The wait for product has largely been driven by delays on the part of the MMCC, an agency that’s been embroiled in controversy as the cannabis industry continues to grow in Maryland. After complaints over nepotism and a lack of racial diversity in the licensing process, the commission finally awarded Stage 2 approvals to many growers later than originally expected.
As a result, many of them launched their first crops later than anticipated, expanding the wait for patients. The delay is also affecting other business owners. Kannavis — a second Frederick County dispensary with a location on Urbana Pike — is waiting until product is available to officially open, though the business received final approval from the MMCC on Tuesday, said owner Jane Klink.
The effect, Kline added, has been rippling through the entire medical cannabis industry.
“Everybody is anxious,” he said. “The growers are anxious, the commission is anxious, the patients are anxious. And people like me, with nine employees and no revenue, are very anxious.”
The effect on patients, especially, has been palpable, said Mike Woolf, the manager of Green Health Docs in Frederick. As an evaluation clinic — where patients can consult and receive referrals from physicians registered to prescribe medical marijuana in the state of Maryland — the Frederick location alone receives more than 400 calls a day. Some patients call every day, Woolf added, asking when product will be available.
“There’s one mother whose young child has cerebral palsy and really doesn’t function well, but they tried medical cannabis once at the recommendation of a friend and said the difference was night and day,” he said. “So, to hear her calling every day and asking, ‘When can I get help for my child?’ That’s heart-wrenching.
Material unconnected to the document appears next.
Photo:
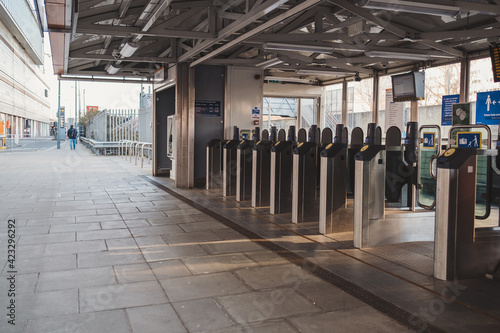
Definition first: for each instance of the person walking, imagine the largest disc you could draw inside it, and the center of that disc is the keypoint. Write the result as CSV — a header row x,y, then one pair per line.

These are patients who feel like they’re being denied better quality of life.”
There’s also no guarantee that cannabis will become available whenever the first of the state’s 12 licensed growers harvests a crop. Under Maryland law, cultivators must submit their product to independent testing from a licensed laboratory, with only one — in Baltimore — listed on the MMCC website. And because marijuana is a “collector” plant — with fast-growing roots that can easily absorb or store toxins from the environment — it can be more challenging to pass, Kline said.
Possible contamination is just one hurdle that Goldberg and his brother, Kevin, are hoping to avoid as the two owners wait for harvest at Green Leaf Medical. Across the state, growers face an especially exhaustive process with strict regulations on cultivation, tracking their plants and facility security.
Conquering Maryland, though, is just one part of the brothers’ overall branding and expansion strategy. The Goldbergs hope to expand into at least two other states, as well as Canada, and are cultivating 31 different medical cannabis strains at their facility in Frederick.
Some, like the aptly named “Painkiller XL,” are high in CBD, a cannabinoid found in medical marijuana that’s been observed to be effective at treating seizures and chronic pain. Unlike THC, CBD doesn’t have psychoactive effects, which means patients can consume the drug essentially without getting high.
Other strains are higher in THC — the only psychoactive cannabinoid, and one known to stimulate appetite — while others have a more balanced blend. The brothers also hope to develop a breeding program to develop even greater combinations. But while some other growers eventually hope to see a recreational cannabis model passed in Maryland, they said, Green Leaf is strictly focused on medical cannabis.
“It’s medicine that we’re making here,” Kevin said.
“It’s not recreational,” Philip added. “We actually lobby against recreational use, because we think it pulls legitimacy away from the medical program. That’s one thing that really sets us apart.”